Paramedics pressured to use faulty gear, survey finds

More than one-third of Manitoba's paramedics say they have been pressured to use equipment that may be faulty, according to a survey obtained by CBC News.

More than one-third of Manitoba's paramedics say they have been pressured to use equipment that may be faulty, according to a survey of paramedics obtained by CBC News.

The survey of 346 paramedics, conducted by Viewpoints Research last month for the Manitoba General Employees Union, raises concerns about their working conditions.

About 35 per cent of paramedics who were surveyed said they were often or sometimes pressured by their employers "to operate equipment which is or may be faulty."

Just under 40 per cent of paramedics surveyed agreed or strongly agreed with the statement, "There is not enough time to check equipment, restock, clean up or do paperwork before shifts and between calls."

That figure went up to 80 per cent among surveyed paramedics in Winnipeg alone.

"Paramedics are generally showing up for work and immediately being sent out on calls, because there's a need," Chris Broughton, president of the MGEU local that represents Winnipeg paramedics, told CBC News.

"There isn't the time to spend checking the truck, and making sure the equipment is there, all functional and ready to go."

The Viewpoints survey was conducted between March 14 and 22 and involved 346 paramedics across the province.
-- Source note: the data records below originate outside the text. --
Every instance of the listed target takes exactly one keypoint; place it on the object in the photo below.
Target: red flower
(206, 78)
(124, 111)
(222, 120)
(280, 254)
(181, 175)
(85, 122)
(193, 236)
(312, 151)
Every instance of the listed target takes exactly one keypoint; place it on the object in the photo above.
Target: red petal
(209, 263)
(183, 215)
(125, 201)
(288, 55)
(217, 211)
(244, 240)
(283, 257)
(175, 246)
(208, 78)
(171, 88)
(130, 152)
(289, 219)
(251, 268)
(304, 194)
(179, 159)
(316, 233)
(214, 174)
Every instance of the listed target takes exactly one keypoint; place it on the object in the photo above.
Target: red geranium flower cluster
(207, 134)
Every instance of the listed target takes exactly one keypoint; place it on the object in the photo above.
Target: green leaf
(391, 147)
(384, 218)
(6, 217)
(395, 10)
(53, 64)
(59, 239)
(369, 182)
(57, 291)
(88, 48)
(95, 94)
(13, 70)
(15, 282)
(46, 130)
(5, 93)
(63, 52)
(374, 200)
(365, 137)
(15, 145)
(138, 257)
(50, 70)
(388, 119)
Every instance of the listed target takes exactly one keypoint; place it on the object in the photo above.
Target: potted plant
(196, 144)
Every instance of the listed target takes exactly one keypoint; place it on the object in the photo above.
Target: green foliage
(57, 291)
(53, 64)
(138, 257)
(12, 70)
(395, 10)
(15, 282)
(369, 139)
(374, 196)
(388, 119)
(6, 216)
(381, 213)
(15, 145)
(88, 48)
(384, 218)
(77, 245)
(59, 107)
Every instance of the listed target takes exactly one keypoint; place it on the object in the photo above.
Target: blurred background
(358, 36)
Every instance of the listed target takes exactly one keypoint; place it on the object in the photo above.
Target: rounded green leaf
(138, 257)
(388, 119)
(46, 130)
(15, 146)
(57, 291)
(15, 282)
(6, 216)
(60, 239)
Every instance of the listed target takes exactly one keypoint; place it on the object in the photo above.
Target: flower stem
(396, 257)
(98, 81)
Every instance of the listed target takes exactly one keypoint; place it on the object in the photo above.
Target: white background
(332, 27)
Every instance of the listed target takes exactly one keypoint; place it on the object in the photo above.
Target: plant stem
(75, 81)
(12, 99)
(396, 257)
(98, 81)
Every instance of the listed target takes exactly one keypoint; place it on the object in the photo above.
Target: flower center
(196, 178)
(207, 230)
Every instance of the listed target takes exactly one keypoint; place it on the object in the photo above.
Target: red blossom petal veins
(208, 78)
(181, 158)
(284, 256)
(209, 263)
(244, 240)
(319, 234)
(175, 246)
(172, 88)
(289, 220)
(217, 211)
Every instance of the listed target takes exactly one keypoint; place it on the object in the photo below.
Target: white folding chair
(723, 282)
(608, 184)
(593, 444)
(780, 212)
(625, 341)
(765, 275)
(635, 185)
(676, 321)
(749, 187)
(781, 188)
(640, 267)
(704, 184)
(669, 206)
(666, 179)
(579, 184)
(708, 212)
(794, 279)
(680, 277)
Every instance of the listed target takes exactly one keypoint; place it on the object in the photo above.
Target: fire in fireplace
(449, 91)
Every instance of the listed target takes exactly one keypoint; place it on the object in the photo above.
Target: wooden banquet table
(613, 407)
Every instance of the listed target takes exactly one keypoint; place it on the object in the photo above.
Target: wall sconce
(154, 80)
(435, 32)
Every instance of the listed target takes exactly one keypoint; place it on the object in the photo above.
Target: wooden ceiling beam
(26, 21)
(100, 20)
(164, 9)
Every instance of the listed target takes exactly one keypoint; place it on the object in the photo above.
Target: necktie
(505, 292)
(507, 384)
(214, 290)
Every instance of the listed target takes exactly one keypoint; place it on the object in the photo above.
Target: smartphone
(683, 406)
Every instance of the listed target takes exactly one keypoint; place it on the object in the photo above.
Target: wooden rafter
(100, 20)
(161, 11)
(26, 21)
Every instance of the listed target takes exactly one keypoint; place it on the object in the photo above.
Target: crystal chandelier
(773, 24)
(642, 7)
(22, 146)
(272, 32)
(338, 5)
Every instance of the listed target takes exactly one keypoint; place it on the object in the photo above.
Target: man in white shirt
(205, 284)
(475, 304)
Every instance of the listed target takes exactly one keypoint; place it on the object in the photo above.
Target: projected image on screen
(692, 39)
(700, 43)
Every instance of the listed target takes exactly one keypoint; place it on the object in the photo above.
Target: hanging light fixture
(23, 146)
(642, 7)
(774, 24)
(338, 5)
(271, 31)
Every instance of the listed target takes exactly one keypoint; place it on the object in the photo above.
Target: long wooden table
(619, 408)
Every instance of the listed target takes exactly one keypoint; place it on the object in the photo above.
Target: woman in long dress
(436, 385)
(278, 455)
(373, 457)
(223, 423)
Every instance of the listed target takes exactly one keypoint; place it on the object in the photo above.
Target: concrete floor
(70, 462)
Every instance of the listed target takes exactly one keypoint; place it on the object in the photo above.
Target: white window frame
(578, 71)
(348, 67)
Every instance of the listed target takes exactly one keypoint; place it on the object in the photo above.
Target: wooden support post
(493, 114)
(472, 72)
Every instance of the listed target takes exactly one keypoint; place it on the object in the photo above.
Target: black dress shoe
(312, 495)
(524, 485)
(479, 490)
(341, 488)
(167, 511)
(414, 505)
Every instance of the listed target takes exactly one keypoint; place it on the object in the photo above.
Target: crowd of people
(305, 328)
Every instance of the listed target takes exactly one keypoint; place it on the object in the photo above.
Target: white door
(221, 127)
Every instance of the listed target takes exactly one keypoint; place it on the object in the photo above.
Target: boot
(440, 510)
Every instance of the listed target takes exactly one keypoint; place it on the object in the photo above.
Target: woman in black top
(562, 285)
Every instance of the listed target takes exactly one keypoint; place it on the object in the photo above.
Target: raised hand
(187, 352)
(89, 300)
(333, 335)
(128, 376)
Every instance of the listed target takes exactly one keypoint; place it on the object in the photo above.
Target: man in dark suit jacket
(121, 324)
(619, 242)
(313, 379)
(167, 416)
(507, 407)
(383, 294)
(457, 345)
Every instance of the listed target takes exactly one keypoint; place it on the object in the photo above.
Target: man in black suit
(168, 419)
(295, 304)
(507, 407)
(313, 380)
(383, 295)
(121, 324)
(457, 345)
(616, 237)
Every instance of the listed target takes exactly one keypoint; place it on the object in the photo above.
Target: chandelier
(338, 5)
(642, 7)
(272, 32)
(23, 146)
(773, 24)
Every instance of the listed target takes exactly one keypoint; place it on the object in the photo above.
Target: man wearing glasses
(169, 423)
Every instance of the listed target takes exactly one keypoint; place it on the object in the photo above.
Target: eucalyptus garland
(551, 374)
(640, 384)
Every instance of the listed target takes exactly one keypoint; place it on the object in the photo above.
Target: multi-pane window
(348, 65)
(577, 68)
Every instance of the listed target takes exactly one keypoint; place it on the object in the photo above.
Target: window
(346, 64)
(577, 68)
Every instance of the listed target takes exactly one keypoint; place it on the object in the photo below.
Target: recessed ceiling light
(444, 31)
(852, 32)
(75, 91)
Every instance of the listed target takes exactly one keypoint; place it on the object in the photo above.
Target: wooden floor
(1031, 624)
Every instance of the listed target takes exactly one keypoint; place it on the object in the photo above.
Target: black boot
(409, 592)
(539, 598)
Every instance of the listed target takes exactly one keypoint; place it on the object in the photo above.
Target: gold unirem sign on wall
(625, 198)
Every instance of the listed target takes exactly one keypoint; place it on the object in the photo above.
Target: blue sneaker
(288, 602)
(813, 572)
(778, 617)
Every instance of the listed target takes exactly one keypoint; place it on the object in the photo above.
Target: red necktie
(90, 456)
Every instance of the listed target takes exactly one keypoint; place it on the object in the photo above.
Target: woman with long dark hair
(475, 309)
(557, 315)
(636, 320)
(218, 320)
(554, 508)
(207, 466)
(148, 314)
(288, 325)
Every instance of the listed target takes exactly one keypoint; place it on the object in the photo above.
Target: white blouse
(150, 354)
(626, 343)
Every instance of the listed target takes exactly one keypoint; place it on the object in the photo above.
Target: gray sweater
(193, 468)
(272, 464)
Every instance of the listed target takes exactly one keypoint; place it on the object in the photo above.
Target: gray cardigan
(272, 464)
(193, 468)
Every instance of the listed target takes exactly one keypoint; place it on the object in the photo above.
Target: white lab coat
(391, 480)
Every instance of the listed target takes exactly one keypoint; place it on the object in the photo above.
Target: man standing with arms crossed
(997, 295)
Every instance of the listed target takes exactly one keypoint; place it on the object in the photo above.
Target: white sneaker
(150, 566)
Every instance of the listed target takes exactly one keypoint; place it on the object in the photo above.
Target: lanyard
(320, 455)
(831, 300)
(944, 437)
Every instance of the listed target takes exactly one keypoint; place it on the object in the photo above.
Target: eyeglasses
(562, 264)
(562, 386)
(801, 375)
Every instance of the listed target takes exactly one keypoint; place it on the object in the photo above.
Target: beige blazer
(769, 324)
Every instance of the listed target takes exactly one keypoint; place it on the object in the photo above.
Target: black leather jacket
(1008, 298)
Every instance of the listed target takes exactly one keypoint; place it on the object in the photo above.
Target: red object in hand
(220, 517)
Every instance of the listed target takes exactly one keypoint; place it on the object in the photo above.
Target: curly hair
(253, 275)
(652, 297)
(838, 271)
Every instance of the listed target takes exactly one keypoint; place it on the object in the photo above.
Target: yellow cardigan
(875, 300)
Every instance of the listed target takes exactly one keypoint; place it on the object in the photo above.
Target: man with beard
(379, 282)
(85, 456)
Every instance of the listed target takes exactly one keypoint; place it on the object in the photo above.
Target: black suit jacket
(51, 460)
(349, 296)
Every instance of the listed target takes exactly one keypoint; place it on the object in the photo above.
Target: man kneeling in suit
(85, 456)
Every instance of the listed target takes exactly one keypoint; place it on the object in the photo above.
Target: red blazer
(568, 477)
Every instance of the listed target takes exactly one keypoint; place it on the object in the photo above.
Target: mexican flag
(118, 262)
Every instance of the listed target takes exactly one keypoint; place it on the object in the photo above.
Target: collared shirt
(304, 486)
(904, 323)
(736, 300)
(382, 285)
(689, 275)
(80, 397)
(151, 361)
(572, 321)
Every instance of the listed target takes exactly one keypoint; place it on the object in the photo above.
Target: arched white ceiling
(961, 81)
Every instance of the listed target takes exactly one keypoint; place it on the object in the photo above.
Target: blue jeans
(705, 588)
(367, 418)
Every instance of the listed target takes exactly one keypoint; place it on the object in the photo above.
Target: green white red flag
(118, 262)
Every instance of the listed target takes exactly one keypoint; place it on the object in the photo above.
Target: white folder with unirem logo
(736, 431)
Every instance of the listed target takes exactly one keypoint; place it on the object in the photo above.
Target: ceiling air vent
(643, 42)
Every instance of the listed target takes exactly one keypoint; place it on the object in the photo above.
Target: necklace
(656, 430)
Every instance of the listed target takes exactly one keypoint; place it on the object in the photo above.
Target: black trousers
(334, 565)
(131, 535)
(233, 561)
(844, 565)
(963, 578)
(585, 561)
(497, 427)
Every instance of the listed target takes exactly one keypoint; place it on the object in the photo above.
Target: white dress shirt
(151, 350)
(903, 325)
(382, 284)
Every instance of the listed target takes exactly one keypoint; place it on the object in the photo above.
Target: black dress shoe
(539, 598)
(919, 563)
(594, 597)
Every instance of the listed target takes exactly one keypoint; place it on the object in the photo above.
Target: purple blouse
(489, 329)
The results are considered accurate within 4.26 percentage points, 19 times out of 20.

The MGEU says it represents about 700 paramedics outside Winnipeg and roughly 300 within the city.

Fatigue raised as an issue

The survey found that 74.7 per cent of paramedics outside Winnipeg agreed or strongly agreed that they're "exhausted by extended hours of work due to combined standby and shifts."

MGEU officials told CBC News last month that fatigue is jeopardizing their safety, and they want a mandatory cap on the number of consecutive hours they can work.

Just over 82 per cent of all survey respondents said the volume of work they face means they miss meals and other breaks.

Broughton said his members are worried that their concerns will go unheard.

Paramedics in Winnipeg are overseen by the City of Winnipeg, the Winnipeg Regional Health Authority, and the Manitoba government, so it's tricky to hold someone accountable, Broughton said.

"The only way we're going to experience positive change in the industry is if people die and there's an inquest," he said.

The MGEU has been pressuring the province to launch a provincewide review of its emergency medical services.

A provincial government official told CBC News that "preliminary fact-finding is now underway within the department," and the review should be formally launched later this spring or early this summer.